E’ necessario coagulare nuove energie in un contesto che non sia più chiuso, ma anzi senza confini. Mi permetto proporre a Diaconale e Giacalone, che al Seminario partecipino anche esponenti di movimenti regionali (di Sicilia, di Sardegna e di altre regioni) di ispirazione liberaldemocratica, ma anche osservatori del Polo della Libertà più attenti alla politica (Matteucci, Adornato, Malgeri, Mennitti – per esempio) perché si superi la finzione che la democrazia sia marginalità condizionante, e si affermi il valore delle idee e delle persone che possono convivere nella elaborazione e determinazione delle strategie e delle tattiche unificanti pur nelle diverse formazioni ideali e culturali. Aprire per convergere: così la Nuova Repubblica può uscire dall’incertezza e dall’equivoco. Ciò poteva essere fatto fin dal 2001, vittoria strepitosa della speranza. Ma la conservazione in Italia è stata (ed è) a sinistra e a destra, più forte della volontà riformatrice o rivoluzionaria, in termini democratici, e le fazioni sono prevalse sui partiti, i giudici sulla politica, i poteri ciechi e forti sulle volontà creatrici, il provincialismo istituzionale, in tutte le sue espressioni, sull’ansia di modernità.

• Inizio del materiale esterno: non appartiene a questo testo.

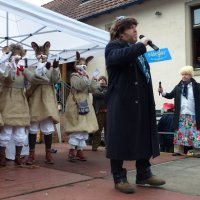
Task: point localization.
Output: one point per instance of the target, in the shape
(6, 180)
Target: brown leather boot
(2, 156)
(125, 187)
(18, 160)
(31, 157)
(71, 155)
(49, 159)
(153, 181)
(80, 156)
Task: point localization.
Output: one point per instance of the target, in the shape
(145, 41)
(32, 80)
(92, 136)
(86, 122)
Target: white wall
(166, 31)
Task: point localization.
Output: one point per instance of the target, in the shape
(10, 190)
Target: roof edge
(110, 10)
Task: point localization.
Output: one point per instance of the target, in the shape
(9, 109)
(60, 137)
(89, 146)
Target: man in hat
(131, 119)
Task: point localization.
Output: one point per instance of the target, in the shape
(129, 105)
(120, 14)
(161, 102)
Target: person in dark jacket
(100, 110)
(131, 118)
(187, 112)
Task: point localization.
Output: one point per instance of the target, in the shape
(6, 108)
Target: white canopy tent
(22, 22)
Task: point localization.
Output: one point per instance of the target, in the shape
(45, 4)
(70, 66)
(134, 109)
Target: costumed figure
(42, 102)
(80, 115)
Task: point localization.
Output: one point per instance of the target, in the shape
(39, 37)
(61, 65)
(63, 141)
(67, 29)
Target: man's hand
(145, 40)
(160, 90)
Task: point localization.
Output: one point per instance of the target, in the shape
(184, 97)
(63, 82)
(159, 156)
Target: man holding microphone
(131, 118)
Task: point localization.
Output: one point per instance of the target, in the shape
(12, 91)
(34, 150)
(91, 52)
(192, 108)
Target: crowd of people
(123, 107)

Andiamo a discutere, caro Direttore, non per aderire a vecchi schemi e ad antiquate strutture e simboli non più accettabili da una società viva e moderna (tu sai la mia proposta di scioglimento alla fine del percorso dei partiti tradizionali), ma per uscire dai luoghi comuni del secolo passato e porre le condizioni per l’Italia sognata dai nostri avi del Risorgimento. A te e all’amico Giacalone l’onere di impostare e organizzare la “due giorni” di settembre, perché gli Italiani possano riappropriarsi dell’Italia, nella libertà.